女性の片頭痛に関してよく問題となるのは、妊娠時のお薬の使い方です。
妊娠されると、半分ほどの方では発作回数が減り、発作も軽くなることが多いのですが、それでも発作の起こることはあります。
そんな時、お薬を使っても、おなかの中の赤ちゃんには影響がないのでしょうか、という質問をよくうかがいます。
実は、この問題に対する正確な答えは未だだされてはいません。
しかし、妊娠に気づかずにトリプタン製剤を使用してしまった妊婦さんは、世界中で膨大な数にのぼっていますが、今までのところ、流産や先天性奇形などの頻度は増えてはいないことは、はっきりとわかっています。
ですから、妊娠中にうっかりトリプタン製剤を使用してしまわれたとしても、取り返しのないことをしたと悩まれる必要は全くありません。
ただ、妊娠が判明したら、毎日服用しなくてはならない予防薬はやめたほうが良いでしょう。
また、発作時には、胎児への害がないことが判明しているアセトアミノフェン(市販名カロナール)を使用するようにしましょう。
もう一つの問題は出産後です。
お産が終わってほっとされた後には、発作が増えることが少なくありません。
そんな時、母乳で赤ちゃんを育てるとなると、飲んでいるお薬の成分が、赤ちゃんの体内に入っていくことになります。
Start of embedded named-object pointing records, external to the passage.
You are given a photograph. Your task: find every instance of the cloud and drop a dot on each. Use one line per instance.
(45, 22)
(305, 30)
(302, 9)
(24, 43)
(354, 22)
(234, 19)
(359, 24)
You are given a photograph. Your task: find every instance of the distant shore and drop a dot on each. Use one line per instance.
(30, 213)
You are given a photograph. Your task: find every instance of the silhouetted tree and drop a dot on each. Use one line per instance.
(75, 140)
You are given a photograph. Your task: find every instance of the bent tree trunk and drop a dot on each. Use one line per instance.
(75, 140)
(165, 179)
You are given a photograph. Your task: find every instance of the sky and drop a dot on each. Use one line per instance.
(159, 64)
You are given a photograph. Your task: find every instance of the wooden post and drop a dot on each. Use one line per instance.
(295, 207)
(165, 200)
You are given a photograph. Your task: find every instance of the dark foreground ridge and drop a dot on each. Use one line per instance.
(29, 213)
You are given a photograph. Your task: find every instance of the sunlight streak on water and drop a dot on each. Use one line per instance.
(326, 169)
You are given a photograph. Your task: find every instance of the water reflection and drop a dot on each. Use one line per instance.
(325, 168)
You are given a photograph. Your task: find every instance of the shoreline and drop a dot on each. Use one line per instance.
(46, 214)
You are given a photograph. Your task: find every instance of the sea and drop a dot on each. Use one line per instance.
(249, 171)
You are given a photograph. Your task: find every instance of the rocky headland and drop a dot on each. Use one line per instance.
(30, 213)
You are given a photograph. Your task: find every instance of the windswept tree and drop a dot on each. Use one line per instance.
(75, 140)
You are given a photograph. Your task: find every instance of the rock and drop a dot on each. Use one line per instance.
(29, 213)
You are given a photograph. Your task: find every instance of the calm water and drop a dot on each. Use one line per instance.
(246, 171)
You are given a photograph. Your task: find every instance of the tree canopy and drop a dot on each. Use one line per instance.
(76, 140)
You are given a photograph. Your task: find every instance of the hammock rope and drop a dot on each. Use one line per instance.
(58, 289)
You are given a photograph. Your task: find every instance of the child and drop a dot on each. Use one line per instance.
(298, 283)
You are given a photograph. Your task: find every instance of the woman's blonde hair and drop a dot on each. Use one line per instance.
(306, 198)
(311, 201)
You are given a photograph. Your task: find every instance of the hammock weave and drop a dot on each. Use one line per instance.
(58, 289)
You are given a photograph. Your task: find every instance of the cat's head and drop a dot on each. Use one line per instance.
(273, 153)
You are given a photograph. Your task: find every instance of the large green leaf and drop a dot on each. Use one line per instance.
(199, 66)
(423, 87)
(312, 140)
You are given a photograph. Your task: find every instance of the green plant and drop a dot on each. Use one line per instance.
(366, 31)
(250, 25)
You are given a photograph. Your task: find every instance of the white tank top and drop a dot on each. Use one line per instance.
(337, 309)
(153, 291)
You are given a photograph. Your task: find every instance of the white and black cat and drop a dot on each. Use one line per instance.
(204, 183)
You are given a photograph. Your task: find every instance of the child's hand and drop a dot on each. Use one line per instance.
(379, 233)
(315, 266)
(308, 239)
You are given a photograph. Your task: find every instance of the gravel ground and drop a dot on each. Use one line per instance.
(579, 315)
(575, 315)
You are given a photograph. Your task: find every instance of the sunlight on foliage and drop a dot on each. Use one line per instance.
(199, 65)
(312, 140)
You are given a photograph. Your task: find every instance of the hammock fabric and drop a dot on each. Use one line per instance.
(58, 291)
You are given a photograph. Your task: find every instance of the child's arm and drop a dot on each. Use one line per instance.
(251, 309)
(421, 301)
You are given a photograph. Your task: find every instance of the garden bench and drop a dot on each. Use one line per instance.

従って、毎日飲まれる予防薬は、赤ちゃんに母乳を飲ませている間は避けてください。
トリプタンを頓服で使用した場合には、まずお薬を使う前に十分搾乳してその分を保存しておきます。
そしてお薬を使用してから8時間後にもう一度搾乳してその分は捨て、その後に溜まったお乳だけをお使いになれば安全です。
ただ、母乳をあげている間は、片頭痛発作が妊娠前より減るといわれています。
人工栄養で赤ちゃんを育てられる場合には、予防薬の使用にも、トリプタン製剤の使用にも制限はありません。